On this segment of HarperAudio!, British actor Basil Rathbone offers an intense reading of American writer Edgar Allan Poe's "The Raven." In this recording, Rathbone renders Poe's anguished, darkly romantic classic using the full range of his dramatic talent.
Actor Anthony Quayle reads Edgar Allan Poe's "The Purloined Letter." This short story, written in 1845, features the brainy amateur detective C. Auguste Dupin. Dupin is called in by G., a prefect of police, to help locate a letter that has been stolen from a lady of the court by a D., an unscrupulous cabinet minister. Dupin uses his intellect to retrieve the letter, and while explaining his reasoning also expounds on his theories of intelligence, physiognomy, and mathematics. While the story's central idea of a compromising letter seems quaint these days, Poe loses most modern readers entirely with his final line -- a classical allusion, in French no less. It translates as "If such a sinister design isn't worthy of Atreus, it is worthy of Thyestes," two brothers of Greek tragedy.

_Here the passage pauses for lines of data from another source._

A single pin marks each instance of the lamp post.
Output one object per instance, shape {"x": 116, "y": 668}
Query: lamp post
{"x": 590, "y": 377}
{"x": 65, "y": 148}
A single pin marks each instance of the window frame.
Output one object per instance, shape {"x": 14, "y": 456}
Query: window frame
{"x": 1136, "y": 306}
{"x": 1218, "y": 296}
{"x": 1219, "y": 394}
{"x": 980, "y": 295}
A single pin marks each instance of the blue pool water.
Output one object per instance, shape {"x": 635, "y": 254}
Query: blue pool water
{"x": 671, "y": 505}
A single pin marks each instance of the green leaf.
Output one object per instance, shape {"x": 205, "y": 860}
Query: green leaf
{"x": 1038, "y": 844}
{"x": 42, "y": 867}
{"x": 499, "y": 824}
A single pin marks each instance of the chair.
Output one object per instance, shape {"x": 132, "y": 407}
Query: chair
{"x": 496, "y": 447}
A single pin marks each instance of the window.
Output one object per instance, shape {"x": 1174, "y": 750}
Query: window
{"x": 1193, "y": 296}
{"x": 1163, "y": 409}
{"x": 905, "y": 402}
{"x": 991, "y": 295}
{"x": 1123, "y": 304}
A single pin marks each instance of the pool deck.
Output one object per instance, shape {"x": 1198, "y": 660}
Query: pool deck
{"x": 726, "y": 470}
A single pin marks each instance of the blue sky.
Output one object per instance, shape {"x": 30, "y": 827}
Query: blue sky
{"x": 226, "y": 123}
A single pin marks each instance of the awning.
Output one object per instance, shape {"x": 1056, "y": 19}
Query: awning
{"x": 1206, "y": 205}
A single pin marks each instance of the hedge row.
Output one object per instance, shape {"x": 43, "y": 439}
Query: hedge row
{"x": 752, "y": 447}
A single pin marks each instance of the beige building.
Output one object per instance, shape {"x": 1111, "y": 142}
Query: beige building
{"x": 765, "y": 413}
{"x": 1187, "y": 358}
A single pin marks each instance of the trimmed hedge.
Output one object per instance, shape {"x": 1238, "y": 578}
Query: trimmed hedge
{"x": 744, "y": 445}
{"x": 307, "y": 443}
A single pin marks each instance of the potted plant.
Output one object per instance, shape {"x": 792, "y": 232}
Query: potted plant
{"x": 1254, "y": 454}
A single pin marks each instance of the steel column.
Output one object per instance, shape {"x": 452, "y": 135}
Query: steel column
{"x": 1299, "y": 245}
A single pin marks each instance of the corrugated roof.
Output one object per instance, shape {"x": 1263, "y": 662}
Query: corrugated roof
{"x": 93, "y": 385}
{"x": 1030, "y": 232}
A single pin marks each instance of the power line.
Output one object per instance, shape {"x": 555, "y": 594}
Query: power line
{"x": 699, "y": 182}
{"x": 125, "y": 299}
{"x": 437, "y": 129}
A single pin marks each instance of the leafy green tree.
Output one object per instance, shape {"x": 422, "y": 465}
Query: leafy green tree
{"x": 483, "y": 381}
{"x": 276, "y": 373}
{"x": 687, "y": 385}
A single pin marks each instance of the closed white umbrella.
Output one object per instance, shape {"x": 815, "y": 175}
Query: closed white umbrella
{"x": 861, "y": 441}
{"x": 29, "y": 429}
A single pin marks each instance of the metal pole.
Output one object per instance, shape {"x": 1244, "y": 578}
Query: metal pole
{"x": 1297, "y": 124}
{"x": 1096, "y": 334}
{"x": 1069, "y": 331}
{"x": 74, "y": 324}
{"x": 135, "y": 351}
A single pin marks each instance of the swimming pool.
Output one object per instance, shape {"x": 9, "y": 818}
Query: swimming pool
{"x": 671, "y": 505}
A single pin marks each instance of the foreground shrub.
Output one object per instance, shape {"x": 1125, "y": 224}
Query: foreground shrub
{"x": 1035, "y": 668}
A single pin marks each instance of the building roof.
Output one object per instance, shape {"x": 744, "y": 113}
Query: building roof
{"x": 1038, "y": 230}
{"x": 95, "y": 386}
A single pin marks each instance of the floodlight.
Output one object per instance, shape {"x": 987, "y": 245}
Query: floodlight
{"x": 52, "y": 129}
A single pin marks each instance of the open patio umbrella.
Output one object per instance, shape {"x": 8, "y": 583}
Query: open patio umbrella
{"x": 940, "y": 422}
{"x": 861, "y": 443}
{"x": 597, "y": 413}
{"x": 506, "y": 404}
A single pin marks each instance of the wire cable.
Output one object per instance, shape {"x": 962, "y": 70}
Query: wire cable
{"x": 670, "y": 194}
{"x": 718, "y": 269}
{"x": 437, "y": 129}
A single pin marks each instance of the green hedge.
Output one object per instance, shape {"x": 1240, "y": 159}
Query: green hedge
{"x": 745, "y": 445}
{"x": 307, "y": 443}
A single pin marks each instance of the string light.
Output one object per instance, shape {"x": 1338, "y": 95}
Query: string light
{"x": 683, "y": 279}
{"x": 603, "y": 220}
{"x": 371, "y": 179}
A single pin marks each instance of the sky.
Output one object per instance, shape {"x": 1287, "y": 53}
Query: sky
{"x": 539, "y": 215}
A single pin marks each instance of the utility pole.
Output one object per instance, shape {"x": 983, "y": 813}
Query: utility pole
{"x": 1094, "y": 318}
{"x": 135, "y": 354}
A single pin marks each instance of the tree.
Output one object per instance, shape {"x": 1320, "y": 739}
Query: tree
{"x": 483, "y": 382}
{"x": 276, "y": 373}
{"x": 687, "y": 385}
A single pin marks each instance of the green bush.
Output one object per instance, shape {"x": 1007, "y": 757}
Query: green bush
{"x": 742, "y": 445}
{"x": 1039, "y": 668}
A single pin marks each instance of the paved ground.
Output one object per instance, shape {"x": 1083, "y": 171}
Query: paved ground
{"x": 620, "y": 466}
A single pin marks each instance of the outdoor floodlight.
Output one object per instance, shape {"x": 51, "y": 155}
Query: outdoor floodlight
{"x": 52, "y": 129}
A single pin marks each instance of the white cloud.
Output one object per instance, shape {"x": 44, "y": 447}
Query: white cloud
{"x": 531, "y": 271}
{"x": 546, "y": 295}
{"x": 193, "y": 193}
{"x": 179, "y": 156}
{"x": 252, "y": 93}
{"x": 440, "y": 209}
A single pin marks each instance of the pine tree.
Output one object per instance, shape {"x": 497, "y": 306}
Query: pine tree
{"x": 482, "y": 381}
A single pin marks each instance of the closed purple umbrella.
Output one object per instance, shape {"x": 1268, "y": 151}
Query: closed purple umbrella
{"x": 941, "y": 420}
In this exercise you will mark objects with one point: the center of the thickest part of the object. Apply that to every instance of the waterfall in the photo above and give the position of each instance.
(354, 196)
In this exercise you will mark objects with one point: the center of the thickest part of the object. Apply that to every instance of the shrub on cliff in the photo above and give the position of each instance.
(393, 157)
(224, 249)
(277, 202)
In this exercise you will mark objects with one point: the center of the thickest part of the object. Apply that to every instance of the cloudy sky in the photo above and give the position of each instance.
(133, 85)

Edgar Allan Poe was born in 1809 and died in 1849 of disease related to alcoholism. In 1836 he married his 13- year-old cousin, Virginia Clemm, whose death 11 years later inspired the poem Annabel Lee. Poe's career ranged from Richmond, Virginia, where he edited the Southern Literary Messenger, to New York, where he ran The Broadway Journal. He is buried in Baltimore, Maryland.